É sobejamente conhecida a célebre expressão do congressista norte-americano que afirmou ser “a verdade a primeira vítima da guerra”. Apesar da concordância, estamos sempre disponíveis para embarcar num novo engodo, porque nem sempre é fácil identificar o genocídio da verdade, dado o poder das narrativas. Os factos e as evidências na realidade pouco importam. Os pretextos prevalecem sobre a verificação de culpabilidade. O importante é a narrativa, e a consumação dos factos resultantes dessa narrativa. Parece ter sido este o raciocínio que prevaleceu no caso Skripal, razão da vaga de solidariedade conhecida.

Moldar as opiniões públicas e torná-las recetivas a políticas belicistas com base numa justificação ética insere-se igualmente nos “efeitos” a produzir. É insuficiente ficar-se pelo facto consumado. Há que dar o passo seguinte, subir de tom e envolver o emprego do elemento militar. Trata-se agora de alterar a correlação de forças no terreno através do uso da força.
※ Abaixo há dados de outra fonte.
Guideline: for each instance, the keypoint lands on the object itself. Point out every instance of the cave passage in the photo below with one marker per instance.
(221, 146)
É aqui que se encaixa a utilização das armas químicas na Síria, invariavelmente atribuída ao Governo sírio pelo “independente” Observatório Sírio para os Direitos Humanos sediado em Londres.
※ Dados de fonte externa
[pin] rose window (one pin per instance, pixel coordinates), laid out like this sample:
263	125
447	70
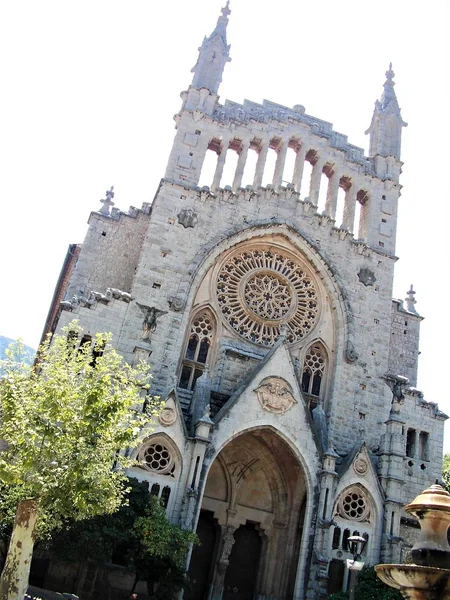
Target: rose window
268	296
353	506
260	290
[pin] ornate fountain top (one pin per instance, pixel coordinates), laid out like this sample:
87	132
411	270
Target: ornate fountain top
433	498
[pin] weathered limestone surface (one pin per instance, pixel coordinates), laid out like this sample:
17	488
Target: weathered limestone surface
266	314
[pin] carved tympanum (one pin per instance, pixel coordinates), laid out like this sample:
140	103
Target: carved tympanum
275	395
187	217
366	276
167	416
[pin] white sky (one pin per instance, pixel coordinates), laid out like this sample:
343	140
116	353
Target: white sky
89	88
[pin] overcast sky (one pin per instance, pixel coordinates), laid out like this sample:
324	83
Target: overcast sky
89	89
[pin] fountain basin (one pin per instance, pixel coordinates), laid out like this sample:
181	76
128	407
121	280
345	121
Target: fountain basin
417	582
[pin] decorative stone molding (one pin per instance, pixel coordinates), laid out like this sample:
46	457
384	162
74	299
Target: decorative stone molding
351	355
360	466
187	217
275	395
167	416
353	505
93	297
366	276
151	314
260	289
176	303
Debates de suprema importância são sistematicamente sonegados, como seja a descoberta pelas forças sírias de dois laboratórios de armas químicas na posse dos rebeldes a 12 e 13 de março, respetivamente em Aftris e Chifonya, ambos na zona leste de Ghouta, ou a reflexão sobre a coincidência das acusações de emprego de armas químicas surgir sempre quando as forças rebeldes estão em vias de serem derrotadas, o que contraria frontalmente o seu emprego tático.

Em última análise, cento e cinquenta anos depois, as dissertações de Clausewitz sobre o princípio da incerteza e da atrição permanecem válidas. Serve pouco evocar com pompa e circunstância os 100 anos do fim de uma guerra que se supunha durar algumas semanas, se não houver uma mudança radical na forma de encarar a gestão e a resolução de conflitos nas relações internacionais, passando a adotar uma abordagem de soma positiva em detrimento da soma nula. Enquanto não se mudar de paradigma, a humanidade continuará com a espada a zurzir sobre a cabeça.